Time measured by rotation of Earth is not uniform when compared with time kept by atomic clocks. It was not always so, and atomic clocks underwent changes before giving us accurate time. The first atomic clock, built at the U.S. National Bureau of Standards in 1949, was a maser with attached equipment. It was followed by advanced atomic clocks that provide high accuracy by allowing for microwave interrogation of atoms isolated from each other and from any exterior disturbance.

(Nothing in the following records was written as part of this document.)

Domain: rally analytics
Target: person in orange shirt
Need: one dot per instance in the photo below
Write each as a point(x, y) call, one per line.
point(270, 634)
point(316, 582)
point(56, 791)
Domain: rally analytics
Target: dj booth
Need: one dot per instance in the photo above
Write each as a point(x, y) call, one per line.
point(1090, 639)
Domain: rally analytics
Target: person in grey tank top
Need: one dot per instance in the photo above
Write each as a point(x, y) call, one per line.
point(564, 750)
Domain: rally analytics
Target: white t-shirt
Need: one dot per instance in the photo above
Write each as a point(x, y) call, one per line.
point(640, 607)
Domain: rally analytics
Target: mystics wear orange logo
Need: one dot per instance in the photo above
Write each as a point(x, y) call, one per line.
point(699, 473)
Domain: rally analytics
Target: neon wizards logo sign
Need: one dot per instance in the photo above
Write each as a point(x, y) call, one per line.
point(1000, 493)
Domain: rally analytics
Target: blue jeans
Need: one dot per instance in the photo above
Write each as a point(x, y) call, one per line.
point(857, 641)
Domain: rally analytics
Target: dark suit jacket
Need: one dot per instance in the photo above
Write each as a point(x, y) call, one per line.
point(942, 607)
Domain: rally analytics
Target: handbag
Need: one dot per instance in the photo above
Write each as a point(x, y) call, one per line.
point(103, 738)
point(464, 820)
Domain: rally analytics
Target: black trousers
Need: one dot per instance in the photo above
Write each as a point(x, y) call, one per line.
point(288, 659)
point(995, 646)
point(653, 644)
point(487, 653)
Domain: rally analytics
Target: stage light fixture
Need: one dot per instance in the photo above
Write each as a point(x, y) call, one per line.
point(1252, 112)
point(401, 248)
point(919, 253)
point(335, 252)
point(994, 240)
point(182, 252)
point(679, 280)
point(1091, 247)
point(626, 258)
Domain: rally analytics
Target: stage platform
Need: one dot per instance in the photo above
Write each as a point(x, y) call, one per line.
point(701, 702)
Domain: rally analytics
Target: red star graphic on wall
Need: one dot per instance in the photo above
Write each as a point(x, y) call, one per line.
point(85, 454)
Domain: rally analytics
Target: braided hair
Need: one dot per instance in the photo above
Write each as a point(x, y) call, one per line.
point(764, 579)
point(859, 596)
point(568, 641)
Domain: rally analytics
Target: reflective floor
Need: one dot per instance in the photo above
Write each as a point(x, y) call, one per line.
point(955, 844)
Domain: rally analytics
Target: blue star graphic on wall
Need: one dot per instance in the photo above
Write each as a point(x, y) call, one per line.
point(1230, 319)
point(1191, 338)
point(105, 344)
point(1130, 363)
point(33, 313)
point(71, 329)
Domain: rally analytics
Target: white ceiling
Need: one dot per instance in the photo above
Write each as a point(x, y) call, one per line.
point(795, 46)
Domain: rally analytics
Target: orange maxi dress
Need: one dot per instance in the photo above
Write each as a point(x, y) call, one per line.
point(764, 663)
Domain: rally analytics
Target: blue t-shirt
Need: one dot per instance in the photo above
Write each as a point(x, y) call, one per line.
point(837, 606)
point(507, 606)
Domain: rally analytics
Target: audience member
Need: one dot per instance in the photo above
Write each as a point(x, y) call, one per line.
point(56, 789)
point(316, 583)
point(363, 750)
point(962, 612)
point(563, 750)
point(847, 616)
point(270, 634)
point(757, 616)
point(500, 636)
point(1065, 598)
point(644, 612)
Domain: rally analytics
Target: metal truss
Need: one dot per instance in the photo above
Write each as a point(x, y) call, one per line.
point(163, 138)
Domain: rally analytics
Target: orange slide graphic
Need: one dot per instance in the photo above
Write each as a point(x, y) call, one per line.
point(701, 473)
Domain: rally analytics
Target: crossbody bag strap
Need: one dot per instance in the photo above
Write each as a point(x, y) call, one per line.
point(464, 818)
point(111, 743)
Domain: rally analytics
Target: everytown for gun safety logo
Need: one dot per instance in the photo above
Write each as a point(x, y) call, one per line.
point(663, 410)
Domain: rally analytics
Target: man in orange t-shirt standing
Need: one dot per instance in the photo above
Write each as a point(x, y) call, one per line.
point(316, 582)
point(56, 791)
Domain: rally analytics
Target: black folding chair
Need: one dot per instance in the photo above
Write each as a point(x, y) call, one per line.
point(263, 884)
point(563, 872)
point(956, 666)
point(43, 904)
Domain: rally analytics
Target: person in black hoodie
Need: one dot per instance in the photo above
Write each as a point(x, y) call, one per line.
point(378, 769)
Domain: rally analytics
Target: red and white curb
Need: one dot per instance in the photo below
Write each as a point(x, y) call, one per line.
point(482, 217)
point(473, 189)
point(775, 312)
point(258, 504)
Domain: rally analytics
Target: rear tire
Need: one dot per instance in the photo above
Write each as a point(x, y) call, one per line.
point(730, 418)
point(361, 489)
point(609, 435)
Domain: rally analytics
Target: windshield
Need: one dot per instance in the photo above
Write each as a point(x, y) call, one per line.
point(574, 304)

Atomic clocks are used as time standards for counting the passing seconds. In 1884, the Greenwich Mean Time or GMT was established as first global time scale and UTC, its atomic equivalent, was established as the official time for the world in January, 1972. The International Bureau of Weights and Measures, or BIPM, is the official keeper of atomic time for the world. In the U.S., the National Institute of Standards and Technology’s NIST-F1 is an example of accuracy with neither gaining nor loosing a second. Atomic clock time is important for global positioning of satellites, various missiles, rocket programs, aviation programs, navy, power distribution, mobile and landline telephone systems, the Internet, GPS, and digital television. The movement of the earth causes random fluctuations in length of days and years, and the atomic clock has been able to manage the anomalies of time differences. A recent example is the leap second added due to slowing of the earth’s rotation on December 31, 2005.
The unique measurement capability and success of atomic clocks is such that time and frequency have far higher accuracy than any other physical quantity. NASA uses atomic clocks to provide reliable and consistent navigation for interplanetary space travel, where fractional disparities in clock tick rates can dramatically affect the navigation of spacecraft. Similarly, computers are coordinated with atomic clock time and sitting anywhere in the U.S., we can have access to precise minutes and seconds.